Step 1: Understanding the Concept:
This question asks about the relationship between the integral of a function \(f\) and the integral of its absolute value \(|f|\). This is a standard property of Riemann integrals, analogous to the triangle inequality.
Step 2: Key Formula or Approach:
The key property is based on the inequality \(-|f(x)| \le f(x) \le |f(x)|\) for all \(x\).
By the monotonicity property of integrals, if \(g(x) \le h(x)\) for all \(x \in [a,b]\), then \(\int_a^b g(x)dx \le \int_a^b h(x)dx\).
We also need to know that if \(f\) is Riemann integrable, then \(|f|\) is also Riemann integrable.
Step 3: Detailed Explanation:
For any \(x \in [a,b]\), we have the following inequality:
\[ -|f(x)| \le f(x) \le |f(x)| \]
Since \(f\) is Riemann integrable, \(|f|\) is also Riemann integrable. We can integrate this chain of inequalities over the interval \([a,b]\):
\[ \int_a^b -|f(x)|dx \le \int_a^b f(x)dx \le \int_a^b |f(x)|dx \]
\[ -\int_a^b |f(x)|dx \le \int_a^b f(x)dx \le \int_a^b |f(x)|dx \]
This compound inequality is the definition of the absolute value inequality. It can be rewritten as:
\[ \left| \int_a^b f(x)dx \right| \le \int_a^b |f(x)|dx \]
Now let's analyze the options:
- (A) \(\int_a^b f(x)dx \le \int_a^b |f(x)|dx\): This is the right-hand side of our derived inequality. It is always true.
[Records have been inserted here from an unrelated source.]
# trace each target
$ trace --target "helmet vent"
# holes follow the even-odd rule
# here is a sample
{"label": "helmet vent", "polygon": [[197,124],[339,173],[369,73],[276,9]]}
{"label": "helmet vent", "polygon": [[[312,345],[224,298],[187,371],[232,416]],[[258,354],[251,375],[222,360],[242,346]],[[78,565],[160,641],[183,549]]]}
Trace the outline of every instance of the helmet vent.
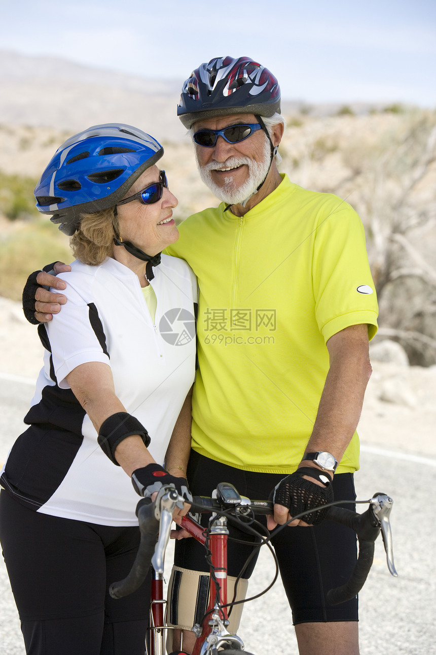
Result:
{"label": "helmet vent", "polygon": [[239,88],[240,86],[244,86],[246,81],[246,77],[238,77],[238,79],[234,80],[231,84],[229,84],[229,88]]}
{"label": "helmet vent", "polygon": [[58,183],[58,188],[61,191],[78,191],[82,185],[76,179],[65,179]]}
{"label": "helmet vent", "polygon": [[120,130],[120,132],[124,132],[125,134],[130,134],[131,136],[134,136],[137,138],[137,135],[134,134],[133,132],[129,132],[128,130]]}
{"label": "helmet vent", "polygon": [[58,198],[58,196],[37,196],[38,204],[40,207],[46,207],[47,205],[58,204],[63,202],[65,198]]}
{"label": "helmet vent", "polygon": [[92,182],[96,182],[97,184],[105,184],[106,182],[112,182],[114,179],[116,179],[124,172],[124,168],[98,171],[97,173],[90,173],[88,176],[88,179]]}
{"label": "helmet vent", "polygon": [[135,153],[133,148],[121,148],[116,145],[102,148],[99,155],[120,155],[122,153]]}
{"label": "helmet vent", "polygon": [[89,156],[90,153],[88,152],[80,153],[80,155],[76,155],[75,157],[71,157],[71,159],[69,159],[67,163],[73,164],[75,162],[78,162],[80,159],[86,159]]}

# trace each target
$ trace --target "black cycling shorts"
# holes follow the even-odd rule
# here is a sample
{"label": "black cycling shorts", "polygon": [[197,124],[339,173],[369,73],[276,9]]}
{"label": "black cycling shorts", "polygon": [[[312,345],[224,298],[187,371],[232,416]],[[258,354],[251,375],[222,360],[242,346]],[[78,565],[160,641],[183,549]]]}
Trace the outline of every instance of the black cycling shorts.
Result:
{"label": "black cycling shorts", "polygon": [[137,527],[41,514],[0,493],[0,540],[27,655],[144,655],[150,576],[114,600],[129,572]]}
{"label": "black cycling shorts", "polygon": [[[284,476],[281,474],[253,473],[220,464],[192,451],[188,467],[188,480],[193,495],[210,496],[218,482],[229,482],[240,494],[252,500],[267,500],[272,489]],[[337,474],[333,481],[335,500],[356,500],[353,475]],[[343,506],[354,510],[353,504]],[[258,520],[266,525],[266,519]],[[201,522],[207,525],[209,517]],[[274,533],[273,533],[274,534]],[[228,573],[237,576],[252,552],[252,537],[230,526],[230,536],[244,539],[246,546],[227,544]],[[273,544],[294,625],[330,621],[357,621],[358,599],[330,606],[326,595],[329,589],[343,584],[350,577],[357,557],[355,533],[330,521],[310,527],[286,527],[273,537]],[[249,578],[256,559],[244,574]],[[176,542],[175,564],[193,571],[209,571],[205,548],[195,540]]]}

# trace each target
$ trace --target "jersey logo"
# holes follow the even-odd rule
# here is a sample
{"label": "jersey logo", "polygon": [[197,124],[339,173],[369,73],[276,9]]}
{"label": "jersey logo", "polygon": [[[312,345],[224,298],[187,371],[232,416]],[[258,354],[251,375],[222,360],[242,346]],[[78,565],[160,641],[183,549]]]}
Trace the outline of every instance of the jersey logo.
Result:
{"label": "jersey logo", "polygon": [[373,290],[367,284],[361,284],[356,290],[359,293],[364,293],[365,295],[371,295],[373,293]]}

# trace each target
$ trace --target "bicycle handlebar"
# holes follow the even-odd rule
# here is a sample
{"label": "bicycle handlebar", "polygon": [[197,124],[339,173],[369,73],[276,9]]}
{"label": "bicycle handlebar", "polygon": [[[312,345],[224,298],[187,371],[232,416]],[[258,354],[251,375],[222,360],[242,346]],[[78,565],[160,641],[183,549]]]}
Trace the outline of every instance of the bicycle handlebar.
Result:
{"label": "bicycle handlebar", "polygon": [[[138,503],[137,515],[141,531],[141,544],[132,569],[127,576],[109,588],[112,598],[121,598],[133,593],[142,584],[152,563],[154,569],[163,572],[163,555],[169,538],[173,510],[179,496],[173,487],[162,487],[154,502],[143,499]],[[194,496],[192,506],[200,513],[222,512],[231,509],[239,515],[272,514],[271,501],[250,500],[239,496],[240,502],[223,503],[222,499]],[[363,586],[374,557],[374,542],[381,531],[386,552],[388,567],[390,573],[397,577],[394,565],[392,538],[389,515],[392,508],[392,499],[386,494],[377,493],[369,501],[366,512],[357,514],[343,508],[330,506],[327,518],[348,526],[356,533],[359,540],[359,557],[354,570],[348,581],[341,587],[330,590],[327,600],[330,605],[338,605],[356,596]],[[159,521],[160,519],[160,521]],[[157,543],[158,535],[159,538]]]}

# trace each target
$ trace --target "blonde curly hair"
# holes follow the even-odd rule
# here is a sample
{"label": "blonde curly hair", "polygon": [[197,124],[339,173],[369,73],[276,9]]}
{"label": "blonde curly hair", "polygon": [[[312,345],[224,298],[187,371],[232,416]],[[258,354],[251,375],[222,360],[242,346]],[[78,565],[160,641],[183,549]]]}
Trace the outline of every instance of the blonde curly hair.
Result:
{"label": "blonde curly hair", "polygon": [[70,237],[75,257],[84,264],[97,266],[114,250],[114,236],[118,234],[118,219],[114,207],[82,214],[78,228]]}

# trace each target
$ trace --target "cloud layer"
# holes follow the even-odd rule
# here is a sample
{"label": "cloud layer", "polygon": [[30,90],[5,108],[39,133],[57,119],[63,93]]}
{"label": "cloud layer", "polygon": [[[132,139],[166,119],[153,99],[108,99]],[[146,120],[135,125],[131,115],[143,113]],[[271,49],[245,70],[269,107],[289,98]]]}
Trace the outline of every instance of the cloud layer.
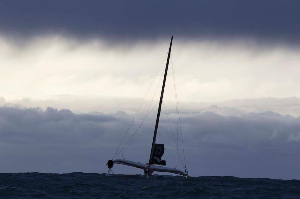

- (B) \(\int_a^b |f(x)|dx \ge |\int_a^b f(x)dx|\): This is the same as the full result we derived, just written in reverse. It is also always true and is the most complete and standard form of the inequality.
- (C) \(\int_a^b f(x)dx = \int_a^b |f(x)|dx\): This is only true if \(f(x) \ge 0\) for all \(x \in [a,b]\). It is not true in general.
- (D) \(|\int_a^b f(x)dx| = \int_a^b f(x)dx\): This is only true if \(\int_a^b f(x)dx \ge 0\). It is not true in general.
Both (A) and (B) are correct statements. However, (B) is the stronger, more precise statement known as the integral version of the triangle inequality. The image shows the checkmark on option (A), which is a weaker but still correct statement. In many contexts, (B) would be considered the "best" answer.
Step 4: Final Answer:
The property of Riemann integrals states that \(|\int_a^b f(x)dx| \le \int_a^b |f(x)|dx\). This implies \(\int_a^b f(x)dx \le |\int_a^b f(x)dx| \le \int_a^b |f(x)|dx\), so statement (A) is true. Statement (B) is also true and is a more complete expression of the property. Given the marking, we select (A).